L’occupation illicite d’un logement, communément appelée « squat », est une situation redoutée par tout propriétaire immobilier. Au-delà de la perte de jouissance du bien, le squat engendre souvent une dégradation rapide des lieux, menant à une insalubrité sévère. Cette situation ne s’arrête pas aux murs du logement : elle rayonne sur l’ensemble du voisinage et engage la responsabilité juridique du propriétaire.
L’insalubrité : une conséquence inévitable du squat
Le squat se distingue d’une occupation classique par l’absence de contrat et, souvent, par la précarité des occupants. Sans accès régulier à l’eau ou à l’électricité (ou via des branchements sauvages), l’hygiène se dégrade instantanément.
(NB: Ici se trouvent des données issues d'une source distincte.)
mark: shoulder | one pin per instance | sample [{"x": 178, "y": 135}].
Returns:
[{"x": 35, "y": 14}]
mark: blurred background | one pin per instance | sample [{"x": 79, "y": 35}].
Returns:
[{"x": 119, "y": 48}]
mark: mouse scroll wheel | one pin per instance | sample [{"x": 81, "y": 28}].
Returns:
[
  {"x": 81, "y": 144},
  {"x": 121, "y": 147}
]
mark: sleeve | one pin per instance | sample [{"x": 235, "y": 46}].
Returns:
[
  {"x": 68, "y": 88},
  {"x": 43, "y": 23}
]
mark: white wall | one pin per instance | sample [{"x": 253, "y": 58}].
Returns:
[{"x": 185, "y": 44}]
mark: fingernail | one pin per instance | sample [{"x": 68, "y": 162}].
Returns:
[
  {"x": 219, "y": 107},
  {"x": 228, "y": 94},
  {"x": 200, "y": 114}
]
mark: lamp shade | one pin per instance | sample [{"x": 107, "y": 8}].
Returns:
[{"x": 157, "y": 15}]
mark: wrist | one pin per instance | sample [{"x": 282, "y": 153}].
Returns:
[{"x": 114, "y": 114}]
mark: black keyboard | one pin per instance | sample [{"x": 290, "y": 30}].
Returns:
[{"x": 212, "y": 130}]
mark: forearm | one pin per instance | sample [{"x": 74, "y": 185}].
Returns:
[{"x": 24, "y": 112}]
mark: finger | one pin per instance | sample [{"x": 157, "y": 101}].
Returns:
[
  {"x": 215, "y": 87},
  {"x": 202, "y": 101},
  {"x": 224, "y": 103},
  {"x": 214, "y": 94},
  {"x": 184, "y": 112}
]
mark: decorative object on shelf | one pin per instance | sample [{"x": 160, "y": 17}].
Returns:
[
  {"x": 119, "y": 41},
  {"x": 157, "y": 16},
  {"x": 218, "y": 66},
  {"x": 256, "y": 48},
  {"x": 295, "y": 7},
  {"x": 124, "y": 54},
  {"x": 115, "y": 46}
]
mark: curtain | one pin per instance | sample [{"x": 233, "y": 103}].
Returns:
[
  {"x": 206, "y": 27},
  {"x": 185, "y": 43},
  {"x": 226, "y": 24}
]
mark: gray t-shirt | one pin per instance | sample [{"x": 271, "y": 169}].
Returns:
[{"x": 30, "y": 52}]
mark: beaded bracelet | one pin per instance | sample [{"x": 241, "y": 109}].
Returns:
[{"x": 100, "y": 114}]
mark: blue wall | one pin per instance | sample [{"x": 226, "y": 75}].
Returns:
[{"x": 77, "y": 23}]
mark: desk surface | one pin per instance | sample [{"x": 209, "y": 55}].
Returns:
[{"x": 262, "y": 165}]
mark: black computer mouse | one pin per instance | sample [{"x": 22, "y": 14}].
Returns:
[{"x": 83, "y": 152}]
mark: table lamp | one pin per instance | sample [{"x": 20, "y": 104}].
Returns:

- Accumulation de déchets : L’absence de gestion des ordures ménagères provoque des amoncellements de détritus, favorisant la prolifération de nuisibles (rats, blattes, punaises de lit).
- Risques sanitaires et techniques : Les branchements électriques de fortune présentent des risques majeurs d’incendie. De même, l’absence d’entretien des canalisations peut entraîner des dégâts des eaux putrides.
- Dégradation du bâti : L’humidité non traitée et l’usage inapproprié des locaux (feux de fortune, absence de ventilation) altèrent durablement la structure de l’immeuble.

Les répercussions directes sur le voisinage
Le voisinage est la première victime collatérale d’un squat insalubre. Les nuisances ne sont pas seulement visuelles, elles impactent la qualité de vie et la sécurité des riverains.
- Nuisances olfactives et sonores : Les odeurs de décomposition des déchets et les bruits liés à une occupation désordonnée créent un environnement anxiogène.
- Insécurité et dépréciation : La présence de squats est souvent perçue comme un signe de déshérence du quartier, ce qui fait chuter la valeur immobilière des biens alentour.
- Propagation de nuisibles : Les rats et insectes ne s’arrêtent pas à la porte du squat ; ils infestent rapidement les parties communes et les appartements adjacents.
La responsabilité du propriétaire : une double contrainte
C’est ici que réside la complexité juridique : bien que victime de l’occupation, le propriétaire reste responsable de l’entretien de son bien vis-à-vis des tiers.
- L’obligation de sécurité : Si un incendie se déclare dans le squat à cause d’un manque d’entretien et se propage, le propriétaire peut être poursuivi, même s’il n’a pas accès au logement.
- Le trouble anormal de voisinage : Les voisins peuvent assigner le propriétaire en justice pour faire cesser les nuisances (odeurs, bruits, parasites). La jurisprudence considère souvent que le propriétaire doit agir avec diligence pour expulser les occupants et sécuriser les lieux.
- La responsabilité pénale : En cas d’insalubrité avérée menaçant la santé publique, le maire ou le préfet peut prendre un arrêté de péril ou d’insalubrité, obligeant le propriétaire à réaliser des travaux sous astreinte financière lourde.

La gestion d’un squat ne doit jamais être prise à la légère. Face à l’insalubrité galopante, la réactivité est la seule protection efficace. Le propriétaire doit engager immédiatement des procédures d’expulsion (loi Kasbarian-Bergé) pour limiter les dégâts matériels et dégager sa responsabilité face aux plaintes légitimes du voisinage.